Goddard Space Flight Center mission: to expand our knowledge of Earth, the solar system, and the universe through observations from space and through scientific discovery.
It was somewhat of a milestone in the Weekly Museum Visits project: someone specifically asked me to come visit their museum! Yes, it was someone I already knew, and yes, museum people generally want others to visit their museums, but I’ll still think of it as a milestone.
Catherine is an alum of the Museum Education Program at GW (she graduated a year before me) and was briefly my supervisor during a data collection study at the National Museum of Natural History.
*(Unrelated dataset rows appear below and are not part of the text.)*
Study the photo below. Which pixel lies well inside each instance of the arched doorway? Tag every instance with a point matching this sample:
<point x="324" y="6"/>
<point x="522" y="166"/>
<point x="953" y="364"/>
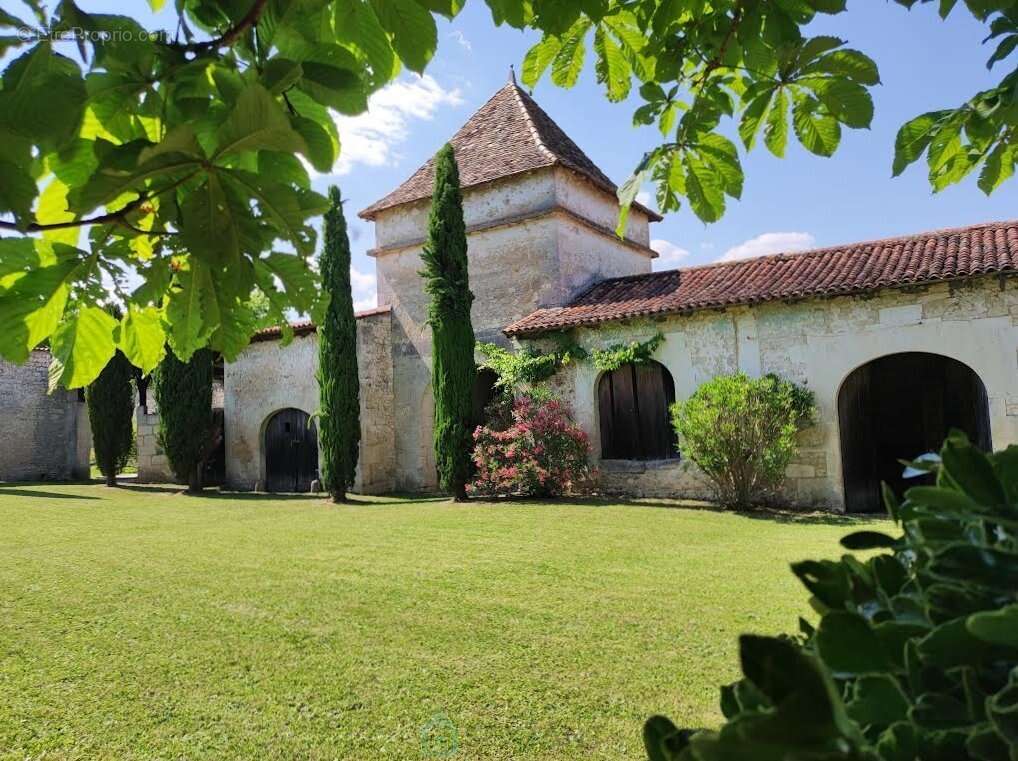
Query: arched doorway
<point x="290" y="452"/>
<point x="898" y="407"/>
<point x="632" y="412"/>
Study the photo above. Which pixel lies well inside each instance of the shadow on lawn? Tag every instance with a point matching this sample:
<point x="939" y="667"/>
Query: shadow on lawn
<point x="9" y="490"/>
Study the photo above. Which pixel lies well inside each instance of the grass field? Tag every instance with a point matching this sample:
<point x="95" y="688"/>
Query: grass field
<point x="138" y="623"/>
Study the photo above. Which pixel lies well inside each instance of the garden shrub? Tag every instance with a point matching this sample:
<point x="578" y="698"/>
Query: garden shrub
<point x="915" y="655"/>
<point x="741" y="433"/>
<point x="541" y="452"/>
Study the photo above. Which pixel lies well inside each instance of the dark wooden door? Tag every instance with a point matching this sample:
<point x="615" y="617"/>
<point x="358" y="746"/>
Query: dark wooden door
<point x="290" y="452"/>
<point x="897" y="408"/>
<point x="633" y="404"/>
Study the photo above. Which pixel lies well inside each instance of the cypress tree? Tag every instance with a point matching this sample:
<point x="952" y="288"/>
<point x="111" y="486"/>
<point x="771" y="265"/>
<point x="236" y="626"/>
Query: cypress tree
<point x="339" y="431"/>
<point x="448" y="285"/>
<point x="183" y="395"/>
<point x="110" y="400"/>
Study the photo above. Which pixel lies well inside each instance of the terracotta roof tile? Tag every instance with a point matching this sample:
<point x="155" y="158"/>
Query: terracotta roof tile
<point x="507" y="135"/>
<point x="857" y="268"/>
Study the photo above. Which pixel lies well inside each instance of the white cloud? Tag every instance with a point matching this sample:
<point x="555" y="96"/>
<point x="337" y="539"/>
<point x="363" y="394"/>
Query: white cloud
<point x="770" y="243"/>
<point x="372" y="137"/>
<point x="669" y="254"/>
<point x="461" y="39"/>
<point x="364" y="287"/>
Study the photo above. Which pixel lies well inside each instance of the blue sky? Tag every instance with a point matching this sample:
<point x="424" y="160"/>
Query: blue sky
<point x="799" y="201"/>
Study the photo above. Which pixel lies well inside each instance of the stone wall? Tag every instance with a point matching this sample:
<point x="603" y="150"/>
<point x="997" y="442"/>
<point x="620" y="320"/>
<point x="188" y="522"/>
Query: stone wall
<point x="269" y="376"/>
<point x="47" y="435"/>
<point x="816" y="343"/>
<point x="534" y="240"/>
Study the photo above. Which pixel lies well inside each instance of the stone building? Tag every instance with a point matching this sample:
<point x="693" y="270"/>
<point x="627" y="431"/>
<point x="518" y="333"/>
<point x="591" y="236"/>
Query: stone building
<point x="47" y="435"/>
<point x="899" y="339"/>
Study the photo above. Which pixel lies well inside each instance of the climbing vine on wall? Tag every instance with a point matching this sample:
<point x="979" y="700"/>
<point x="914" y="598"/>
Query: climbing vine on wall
<point x="635" y="352"/>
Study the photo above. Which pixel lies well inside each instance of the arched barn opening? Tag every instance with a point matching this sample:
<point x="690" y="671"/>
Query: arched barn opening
<point x="898" y="407"/>
<point x="632" y="406"/>
<point x="290" y="452"/>
<point x="484" y="395"/>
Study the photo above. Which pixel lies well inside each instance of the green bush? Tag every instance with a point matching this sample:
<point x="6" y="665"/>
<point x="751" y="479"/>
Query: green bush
<point x="916" y="652"/>
<point x="110" y="400"/>
<point x="741" y="433"/>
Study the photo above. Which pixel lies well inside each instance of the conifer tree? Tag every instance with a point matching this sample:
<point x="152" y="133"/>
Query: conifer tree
<point x="183" y="395"/>
<point x="453" y="369"/>
<point x="339" y="430"/>
<point x="110" y="400"/>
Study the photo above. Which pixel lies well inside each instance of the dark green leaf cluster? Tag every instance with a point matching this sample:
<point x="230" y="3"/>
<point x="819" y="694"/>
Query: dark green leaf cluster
<point x="520" y="370"/>
<point x="447" y="283"/>
<point x="183" y="156"/>
<point x="183" y="395"/>
<point x="635" y="352"/>
<point x="915" y="656"/>
<point x="110" y="400"/>
<point x="339" y="423"/>
<point x="741" y="432"/>
<point x="697" y="63"/>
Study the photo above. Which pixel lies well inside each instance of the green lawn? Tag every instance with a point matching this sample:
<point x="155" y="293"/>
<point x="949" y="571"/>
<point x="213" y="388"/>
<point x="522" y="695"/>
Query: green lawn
<point x="139" y="623"/>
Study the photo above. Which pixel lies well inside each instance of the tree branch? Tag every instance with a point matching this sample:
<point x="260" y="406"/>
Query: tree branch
<point x="227" y="38"/>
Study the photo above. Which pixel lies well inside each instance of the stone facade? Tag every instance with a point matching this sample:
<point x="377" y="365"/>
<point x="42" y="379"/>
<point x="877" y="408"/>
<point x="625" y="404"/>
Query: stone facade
<point x="816" y="343"/>
<point x="269" y="376"/>
<point x="47" y="436"/>
<point x="534" y="240"/>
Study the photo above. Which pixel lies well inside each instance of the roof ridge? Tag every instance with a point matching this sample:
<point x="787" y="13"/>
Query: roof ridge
<point x="778" y="255"/>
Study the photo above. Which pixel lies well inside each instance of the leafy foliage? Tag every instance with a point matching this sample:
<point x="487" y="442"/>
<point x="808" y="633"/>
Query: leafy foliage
<point x="740" y="431"/>
<point x="447" y="283"/>
<point x="916" y="652"/>
<point x="526" y="370"/>
<point x="541" y="453"/>
<point x="110" y="399"/>
<point x="339" y="432"/>
<point x="183" y="395"/>
<point x="635" y="352"/>
<point x="182" y="156"/>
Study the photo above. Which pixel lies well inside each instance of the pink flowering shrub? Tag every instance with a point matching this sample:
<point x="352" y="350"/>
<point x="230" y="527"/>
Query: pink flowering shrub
<point x="539" y="452"/>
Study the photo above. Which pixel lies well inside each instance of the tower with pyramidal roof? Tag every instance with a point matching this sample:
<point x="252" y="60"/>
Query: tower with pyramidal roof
<point x="541" y="221"/>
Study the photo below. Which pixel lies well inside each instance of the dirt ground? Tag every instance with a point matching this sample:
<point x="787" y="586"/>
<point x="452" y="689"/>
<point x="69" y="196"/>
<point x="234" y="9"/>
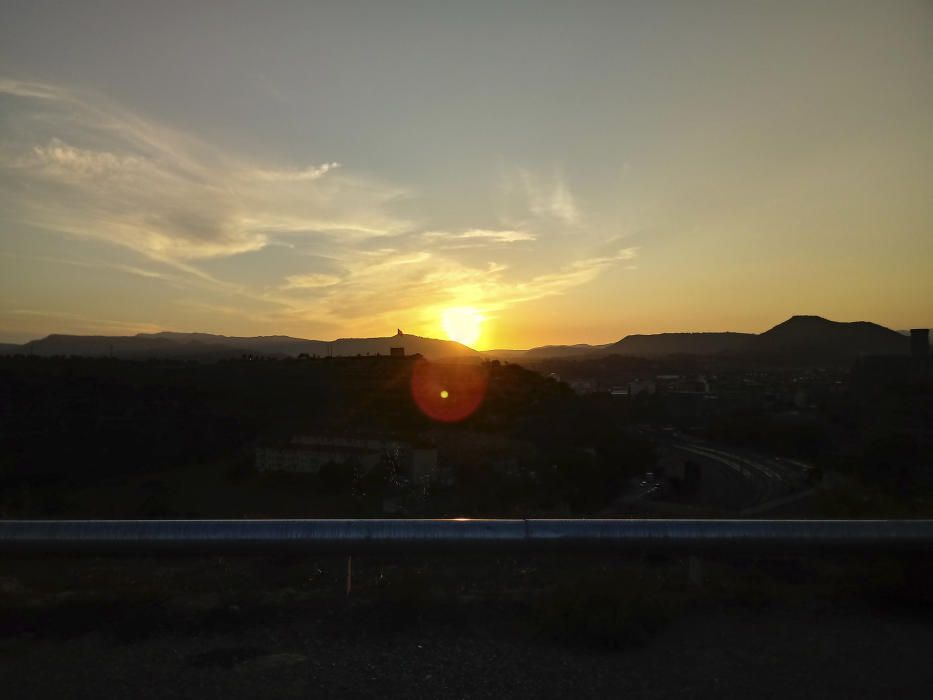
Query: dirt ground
<point x="483" y="628"/>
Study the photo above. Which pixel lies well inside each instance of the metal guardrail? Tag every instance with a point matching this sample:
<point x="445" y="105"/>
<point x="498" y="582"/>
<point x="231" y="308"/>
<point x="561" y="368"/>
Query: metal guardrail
<point x="359" y="536"/>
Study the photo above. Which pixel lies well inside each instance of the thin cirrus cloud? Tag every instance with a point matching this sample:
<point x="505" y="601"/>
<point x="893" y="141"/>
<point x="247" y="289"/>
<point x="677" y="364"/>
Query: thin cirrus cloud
<point x="81" y="166"/>
<point x="95" y="170"/>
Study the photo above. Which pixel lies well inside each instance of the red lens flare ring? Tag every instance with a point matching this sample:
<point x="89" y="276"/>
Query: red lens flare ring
<point x="448" y="392"/>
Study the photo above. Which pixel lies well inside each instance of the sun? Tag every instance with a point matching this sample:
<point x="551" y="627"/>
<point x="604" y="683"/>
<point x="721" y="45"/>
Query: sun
<point x="463" y="324"/>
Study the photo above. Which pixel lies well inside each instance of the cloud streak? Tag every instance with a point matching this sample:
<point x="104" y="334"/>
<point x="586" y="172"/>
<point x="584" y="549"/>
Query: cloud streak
<point x="81" y="166"/>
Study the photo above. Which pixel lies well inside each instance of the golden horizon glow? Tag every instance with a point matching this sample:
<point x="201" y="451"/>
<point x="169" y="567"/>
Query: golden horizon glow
<point x="463" y="324"/>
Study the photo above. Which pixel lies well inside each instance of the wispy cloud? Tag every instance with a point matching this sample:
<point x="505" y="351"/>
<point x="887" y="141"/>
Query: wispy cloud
<point x="549" y="196"/>
<point x="95" y="170"/>
<point x="81" y="166"/>
<point x="481" y="236"/>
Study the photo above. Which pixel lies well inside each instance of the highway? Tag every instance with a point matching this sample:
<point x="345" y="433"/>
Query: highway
<point x="732" y="479"/>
Today, she works for NASA’s Goddard Space Flight Center, in Greenbelt, Maryland, in informal education at the Goddard Visitor Center. While I explored the museum, she was launching rockets with a visiting group. Afterward, she gave me a behind-the-scenes tour.
John Falk’s research into museum visitors’ motivations led him to name five museum visitor identities: explorer, professional/hobbyist, experience seeker, facilitator, and spiritual pilgrim (later renamed recharger). No one has a fixed identity, but rather, the identity can depend on the museum and the circumstances and the mood you’re in, and can even vary from moment to moment within a visit. When I heard Falk speak, he did mention, however, that museum professionals are always (in part) professionals/hobbyists when visiting other museums, because we are learning about how things are done at a museum as well as the content the museum is presenting.
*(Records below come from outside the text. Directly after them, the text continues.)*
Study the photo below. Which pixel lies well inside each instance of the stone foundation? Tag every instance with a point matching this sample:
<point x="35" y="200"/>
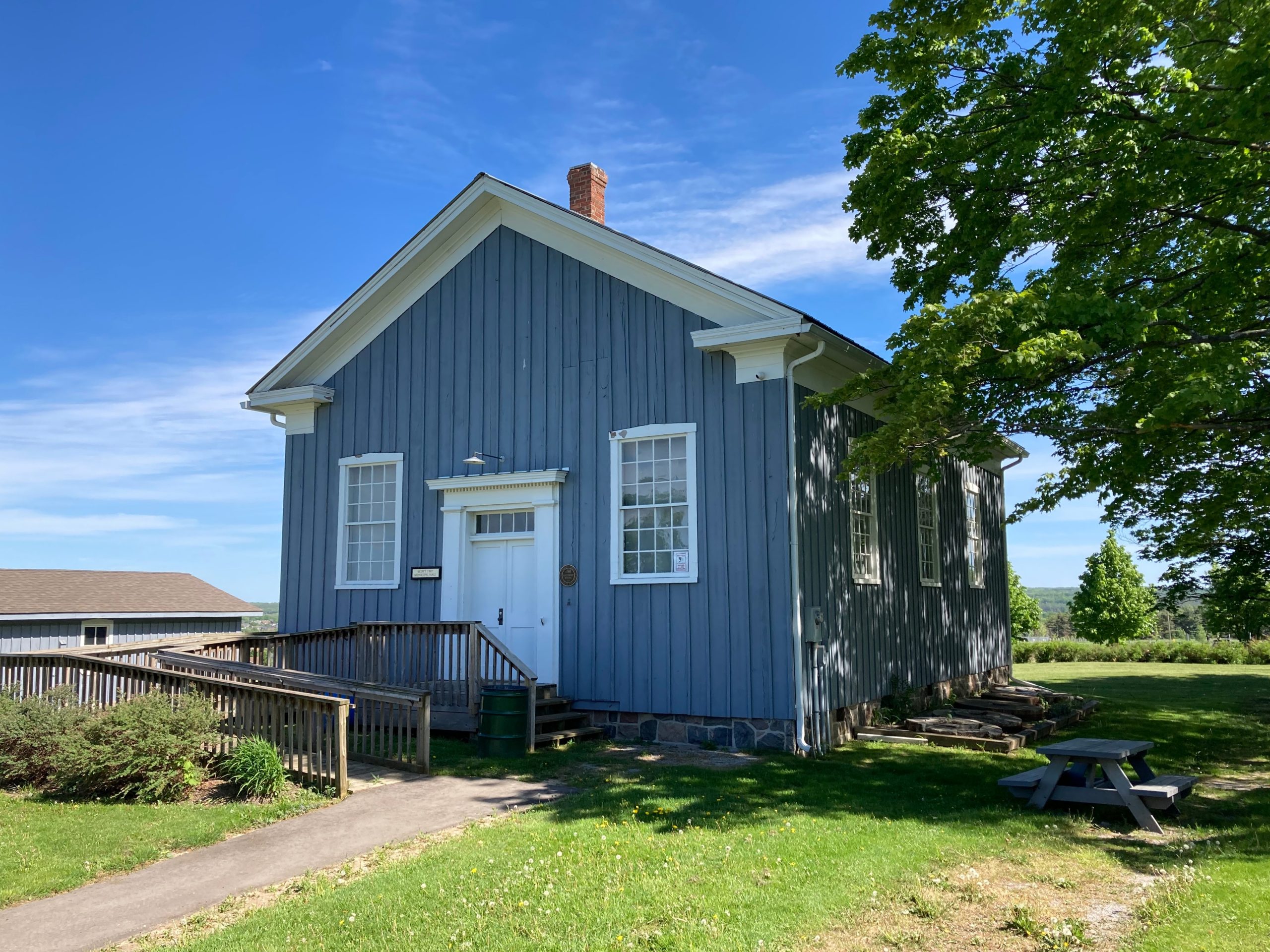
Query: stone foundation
<point x="846" y="719"/>
<point x="759" y="734"/>
<point x="724" y="733"/>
I was definitely a professional/hobbyist at Goddard as I looked at the setup of exhibits and especially as I listened to Catherine describe the educational programming at the visitor center and space flight center. She introduced me to some of her colleagues in the education department and showed me the resources educators use at NASA.
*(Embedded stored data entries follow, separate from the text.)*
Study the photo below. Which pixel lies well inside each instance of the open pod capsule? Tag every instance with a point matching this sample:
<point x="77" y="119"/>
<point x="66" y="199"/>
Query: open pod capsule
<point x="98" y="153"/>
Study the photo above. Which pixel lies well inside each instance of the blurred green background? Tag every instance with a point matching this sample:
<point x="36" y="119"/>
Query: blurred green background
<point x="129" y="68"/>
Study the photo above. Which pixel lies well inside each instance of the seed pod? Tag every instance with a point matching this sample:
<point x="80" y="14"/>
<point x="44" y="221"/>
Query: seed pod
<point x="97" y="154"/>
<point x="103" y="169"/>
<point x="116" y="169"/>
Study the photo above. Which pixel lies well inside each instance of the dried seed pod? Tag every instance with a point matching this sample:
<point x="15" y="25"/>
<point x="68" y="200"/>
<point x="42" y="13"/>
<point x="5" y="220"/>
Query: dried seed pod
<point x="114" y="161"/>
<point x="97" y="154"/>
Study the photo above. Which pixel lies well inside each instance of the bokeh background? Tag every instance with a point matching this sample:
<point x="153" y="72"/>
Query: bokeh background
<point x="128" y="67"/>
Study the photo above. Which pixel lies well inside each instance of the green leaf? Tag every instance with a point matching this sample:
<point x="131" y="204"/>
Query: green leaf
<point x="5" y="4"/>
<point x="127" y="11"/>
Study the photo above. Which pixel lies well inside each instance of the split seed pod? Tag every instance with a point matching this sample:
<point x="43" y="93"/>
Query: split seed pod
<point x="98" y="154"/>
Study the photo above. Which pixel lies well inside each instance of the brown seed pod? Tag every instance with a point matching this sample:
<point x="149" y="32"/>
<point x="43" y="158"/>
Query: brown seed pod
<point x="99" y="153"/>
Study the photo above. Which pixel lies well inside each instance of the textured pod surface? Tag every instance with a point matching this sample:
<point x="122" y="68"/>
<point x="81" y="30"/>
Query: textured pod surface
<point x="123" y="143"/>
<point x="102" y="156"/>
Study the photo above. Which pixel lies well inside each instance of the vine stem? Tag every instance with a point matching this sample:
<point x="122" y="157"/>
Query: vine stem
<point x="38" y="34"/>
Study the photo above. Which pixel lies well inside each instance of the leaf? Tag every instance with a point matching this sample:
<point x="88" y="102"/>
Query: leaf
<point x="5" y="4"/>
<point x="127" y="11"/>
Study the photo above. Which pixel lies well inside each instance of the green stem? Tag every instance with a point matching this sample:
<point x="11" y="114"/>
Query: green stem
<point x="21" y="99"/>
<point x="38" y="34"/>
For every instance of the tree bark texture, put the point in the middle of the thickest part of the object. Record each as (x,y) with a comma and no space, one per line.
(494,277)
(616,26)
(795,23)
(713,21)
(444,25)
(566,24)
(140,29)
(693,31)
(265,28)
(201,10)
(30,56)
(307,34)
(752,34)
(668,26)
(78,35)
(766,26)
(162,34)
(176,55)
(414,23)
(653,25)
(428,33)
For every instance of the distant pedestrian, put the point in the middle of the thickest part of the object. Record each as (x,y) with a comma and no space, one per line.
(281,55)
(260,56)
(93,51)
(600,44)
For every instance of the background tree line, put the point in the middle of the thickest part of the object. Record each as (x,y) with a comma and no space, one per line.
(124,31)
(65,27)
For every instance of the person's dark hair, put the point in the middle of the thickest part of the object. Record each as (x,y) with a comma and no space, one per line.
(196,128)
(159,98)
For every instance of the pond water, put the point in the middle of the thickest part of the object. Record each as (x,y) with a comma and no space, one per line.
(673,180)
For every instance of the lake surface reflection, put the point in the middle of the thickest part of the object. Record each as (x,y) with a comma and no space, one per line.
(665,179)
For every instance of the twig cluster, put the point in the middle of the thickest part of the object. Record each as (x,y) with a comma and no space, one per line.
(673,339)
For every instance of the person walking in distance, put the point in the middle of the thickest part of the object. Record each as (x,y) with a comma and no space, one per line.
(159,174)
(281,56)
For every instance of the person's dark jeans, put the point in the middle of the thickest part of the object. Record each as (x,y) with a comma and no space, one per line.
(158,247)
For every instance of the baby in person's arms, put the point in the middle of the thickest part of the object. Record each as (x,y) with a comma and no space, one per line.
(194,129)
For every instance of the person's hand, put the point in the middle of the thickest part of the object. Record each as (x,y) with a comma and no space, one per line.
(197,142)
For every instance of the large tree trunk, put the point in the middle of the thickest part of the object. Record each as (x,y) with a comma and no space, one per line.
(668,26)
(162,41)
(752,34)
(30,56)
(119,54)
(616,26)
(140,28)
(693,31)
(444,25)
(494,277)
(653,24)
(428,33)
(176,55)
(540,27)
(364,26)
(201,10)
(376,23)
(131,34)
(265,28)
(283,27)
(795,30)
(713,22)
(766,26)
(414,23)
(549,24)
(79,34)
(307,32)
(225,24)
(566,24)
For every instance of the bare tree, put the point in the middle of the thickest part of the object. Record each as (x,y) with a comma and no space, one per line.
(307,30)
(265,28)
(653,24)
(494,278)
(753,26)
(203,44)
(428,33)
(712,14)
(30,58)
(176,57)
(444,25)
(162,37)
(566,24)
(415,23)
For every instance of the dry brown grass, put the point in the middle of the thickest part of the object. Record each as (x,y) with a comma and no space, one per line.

In addition to enacting my professional/hobbyist identity, I was also a recharger that day. That is, I sought a “contemplative, spiritual and/or restorative experience.” To see beautiful photographs of the universe, and to learn about how old it is, is awe-inspiring. And I was mesmerized by the plasma sphere, which shows the state of matter that is so rare on earth but so common in outer space.
The visitor center has interactive exhibits, a sphere-shaped movie screen, and a rocket garden (like a sculpture garden, but with rockets). I must warn any potential visitors that it is easy to get lost on the way there, especially if you’re using public transportation, because the complex is so large and not right in an urban area. Know exactly which building you want to get to and how to get there; don’t get “lost in space” like I did!